Dr. Furrneaux gladly accepted on behalf of his students and expressed his eagerness to see the restored painting. Amid hurrahs and waving caps the carriage drove away toward Battersea Castle. As night was now falling fast, the students decided to abandon work and make a party of it. More acorn coffee was brewed; those who had money went and bought potatoes in Chelsea Market to roast in the embers, while those who had none fetched chestnuts from Battersea Park or merely danced minuets and quadrilles by the light of the moon.
When the chimes of the Chelsea Church clock boomed out the hour of nine, Simon recollected his appointment to
meet Sophie. He set off at a run, though wondering if the task of caring for her rescued mistress might have prevented Sophie coming out again.
She had not failed him, however. He found her sitting with the Cobb family, helping Mrs. Cobb hem pinafores for Libby while she regaled them all with a lively account of the shipwreck.
Simon asked how the Duke and Duchess did.
"Famously snug," said Sophie. "They both went to bed with hot bricks, and I gave them a dose of the poppy syrup that I made according to Mrs. Cobb's receipt."
"Ay, you can't beat my poppy syrup," said Mrs. Cobb complacently.

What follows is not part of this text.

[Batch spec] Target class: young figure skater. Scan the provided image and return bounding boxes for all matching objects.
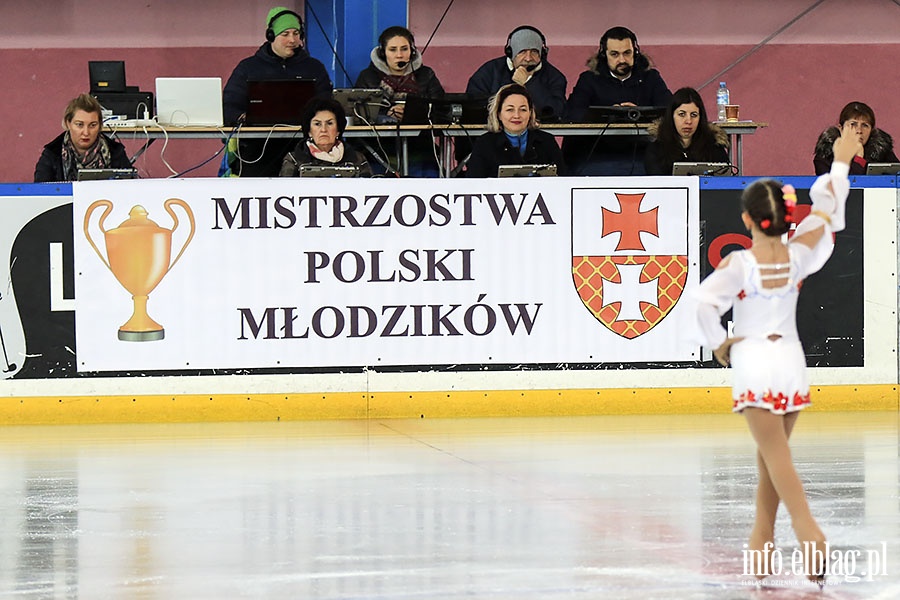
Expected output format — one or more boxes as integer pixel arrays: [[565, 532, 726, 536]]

"And they were both very kind to me," Sophie went on. "The Duke gave me five guineas and this gold enameled watch—see, Libby, how pretty it is with the blue flowers—and her Grace gave me a week's holiday, besides two beautiful dresses and five lengths of stuff to make things for myself. But what was it you wanted to ask me, Simon?"
Simon explained the troubles of poor Dido Twite, with an unfeeling mother, a diet of fish porridge, and no dress to wear to the Clapham Fair. Sophie's kind eyes misted in sympathy as she listened, and Mrs. Cobb cried, "Well, I declare! Fancy treating a child so! She could have some of Libby's clothes, but they'd be too small, I daresay."
"It's the simplest thing in the world," Sophie said, "I can use some of the stuff her Grace gave me to make the child a dress—it will take no time at all to whip it together if you can give me some idea of her size, Simon."
"Oh no, that's a great deal too good of you," he objected. "I wondered if you'd have some old dress put by that you could cut up for her, Soph."
Sophie however declared that the Duchess had given her so many things she could easily spare some material—"The poor little thing, let her have something really pretty and new for once. There is a blue merino that might be just the thing. Is she dark or fair?"
"She is always so grubby that it is hard to tell," Simon said doubtfully. However he thought the blue merino would do very well.
"I'll make it tomorrow," Sophie promised. "As I've the day off, it's odds but I'll have it finished by the evening."